146 Misc. 2d 330 | Albany City Court | 1989
On April 1, 1989 defendant was ticketed by the Albany Police Department for driving while ability impaired (DWAI) in violation of section 1192 (1) of the Vehicle and Traffic Law, speeding in violation of section 1180 (d) of the Vehicle and Traffic Law, and operating without headlights in violation of section 375 (2) (a) (1) of the Vehicle and Traffic Law. At trial, ticket No. 3499226 was dismissed.
On or about May 2, 1989, defendant filed a notice of motion and demand to produce seeking various and sundry relief from this court. A decision was rendered on June 22, 1989 and the matter was thereafter scheduled for trial on October 25, 1989.
On the date of trial, defendant moved to dismiss on the grounds that the speedy trial provisions of CPL 30.20 and 30.30 had been violated.
Defendant relies on People v Pregent (142 Misc 2d 344 [1988]), where the court determined that DWAI was a traffic infraction entitled to procedural treatment as a misdemeanor, and, as such, was governed by the 60-day trial readiness requirement of CPL 30.30 (1) (c).
No matter how tortured the reasoning, a violation of section 1192 (1) of the Vehicle and Traffic Law is not a misdemeanor.

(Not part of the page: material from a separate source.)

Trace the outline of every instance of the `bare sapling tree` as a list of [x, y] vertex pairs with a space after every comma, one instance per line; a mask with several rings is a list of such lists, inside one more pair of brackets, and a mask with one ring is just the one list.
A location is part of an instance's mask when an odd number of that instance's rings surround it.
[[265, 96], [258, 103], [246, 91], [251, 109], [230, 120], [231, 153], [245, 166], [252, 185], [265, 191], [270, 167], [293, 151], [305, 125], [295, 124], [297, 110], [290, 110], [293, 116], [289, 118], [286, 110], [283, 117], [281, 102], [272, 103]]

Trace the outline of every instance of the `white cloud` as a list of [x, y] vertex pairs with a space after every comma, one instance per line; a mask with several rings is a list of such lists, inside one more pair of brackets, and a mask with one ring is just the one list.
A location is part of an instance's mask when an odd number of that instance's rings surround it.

Sections 1192 and 1193 of the Vehicle and Traffic Law were both substantially revised in 1988. Section 1193 (1) (a) very clearly states that "[a] violation of subdivision one of section eleven hundred ninety-two of this article shall be a traffic infraction”. At the same time section 1193 (1) (b) clearly states that "[a] violation of subdivision two, three or four of section eleven hundred ninety-two of this article shall be a misdemeanor”.
The speedy trial protections of CPL 30.30 do not apply to traffic infractions since they are not felonies, misdemeanors or violations. (See, People v Wise, 141 Misc 2d 409 [1988].)

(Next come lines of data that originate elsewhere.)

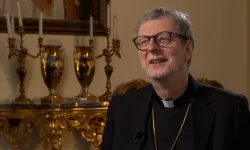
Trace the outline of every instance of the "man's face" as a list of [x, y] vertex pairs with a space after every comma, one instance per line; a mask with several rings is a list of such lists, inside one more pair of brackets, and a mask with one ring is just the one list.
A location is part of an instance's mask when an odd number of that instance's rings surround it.
[[[169, 17], [146, 21], [141, 24], [138, 36], [153, 36], [162, 31], [176, 33], [175, 26], [175, 21]], [[191, 59], [192, 53], [193, 47], [190, 40], [183, 45], [180, 37], [172, 34], [170, 43], [165, 47], [158, 46], [151, 38], [147, 50], [139, 50], [139, 57], [147, 75], [150, 78], [160, 79], [188, 67], [188, 60]]]

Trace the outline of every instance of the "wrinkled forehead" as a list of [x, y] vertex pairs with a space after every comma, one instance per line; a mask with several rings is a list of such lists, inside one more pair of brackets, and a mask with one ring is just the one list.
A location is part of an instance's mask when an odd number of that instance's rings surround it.
[[172, 17], [144, 21], [139, 27], [138, 36], [152, 36], [162, 31], [176, 32], [176, 22]]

The defendant, being unable to avail himself of the strict time limitations of CPL 30.30, is left with the traditional speedy trial remedy found in CPL 30.20. Whether or not this right has been infringed depends upon an examination of the following five factors: (1) the extent of the delay; (2) the reason for the delay; (3) the nature of the underlying charge; (4) whether or not there has been an extended period of pretrial incarceration; and (5) whether or not there is any indication
At trial, this court admitted into evidence, over defendant’s objection, four items under the business record rule pursuant to CPLR. All four items each consisted of two pages. The bottom page is a copy of the scientific analysis, itself. The top page is a copy of the certification by the director of the appropriate State agency (hereinafter the first certificate) which has then been stamped certified as "a true and exact copy of an official record [presumably the attached copy of the analysis and the copy of the first certificate] maintained by the Albany Police Department” and bears the original signature of a local police officer (hereinafter the second certificate).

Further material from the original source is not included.